ゴマなど私たちの食生活において身近なものもいくつかありますが、中にはあまり知られていない虫歯予防に効く種子類もあります。
今回は、その中からいくつかピックアップして紹介します。
銀杏
スーパーの青果や缶詰コーナーでおなじみの銀杏(ぎんなん)は、イチョウの種の仁であり、実は虫歯予防の観点からも面白い特徴を持っています。
銀杏には特定のバクテリアの増殖を抑える独自の抗菌成分が含まれていて、口の中の虫歯菌の活動を穏やかに抑制するサポートをします。
またもっちりとした適度な弾力と歯応えがあるため、噛むことで唾液が出やすくなり、口内の酸を洗い流す自浄作用が働きます。
ただし、銀杏には食べすぎると中毒を起こすメチルピリドキシンという成分があります。
そのため、大人の間食として1日につき5〜6粒程度をじっくり、よく噛んで食べるという採り入れ方が安全かつ効果的な虫歯対策になります。
麻の実
七味唐辛子に入っている、一番大きな丸い粒が麻の実です。 近年は、殻をむいた“ヘンプハート”という商品がスーパーの健康食品コーナーで広く売られています。
麻の実は、歯のエナメル質のベースを支える亜鉛やマグネシウム、良質なタンパク質の塊です。
糖質はほぼ含まれず、歯にこびりつくこともありません。
また粒が小さいため、よく噛み締めることで奥歯の溝に詰まりにくく、かつ咀嚼回数を増やすことができます。
さらに麻の実に含まれる豊富な必須脂肪酸が、歯の表面に薄い油のバリアを張り、虫歯菌が酸を出してエサを溜め込むプラーク」の定着を穏やかに防いでくれます。
いつもの食事やサラダにパラパラと振りかけるだけで、手軽に口内の防御力を高められます。
亜麻仁
亜麻仁は亜麻仁油の原料として有名ですが、ローストされた種そのものが“アマニ粒”としてスーパーのゴマ売り場や健康食品コーナーで売られています。
虫歯菌の栄養になる糖質がほぼゼロである一方、食物繊維が非常にバランス良く含まれています。
また口の中でプチプチと噛むことで、食物繊維が歯の表面の汚れを物理的に優しく落とすサポートをし、同時にたくさんの唾液を分泌させます。

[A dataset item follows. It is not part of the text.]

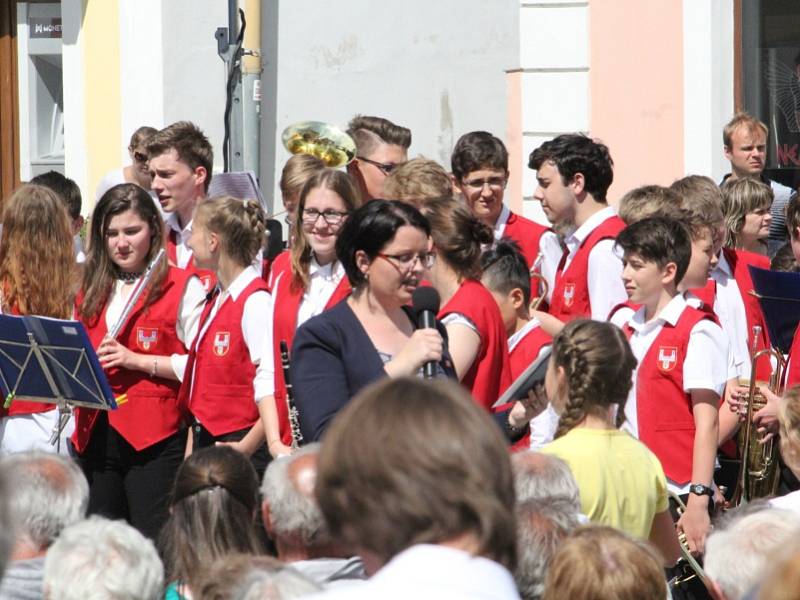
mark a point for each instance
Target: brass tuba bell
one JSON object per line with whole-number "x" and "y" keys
{"x": 325, "y": 141}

さらに、亜麻仁に豊富に含まれるリグナンという成分には強い抗炎症作用があり、虫歯の進行を早める原因となる歯ぐきの腫れやトラブルを防ぎます。
毎日のヨーグルトやスープにスプーン1杯加えるだけで、口の中を虫歯になりにくい環境へと導く隠れた実力派です。
まとめ
種子類のメリットは、スーパーなどで気軽に購入できる点、味にクセがあるものが少ない点などです。 つまり、毎日継続しなければいけない虫歯予防に役立つ食品として、極めて優秀だということです。 もちろん、他の食品もバランス良く摂取することが望ましいですが、少しでも虫歯予防を徹底したいのであれば、試してみる価値は大いにあるかと思います。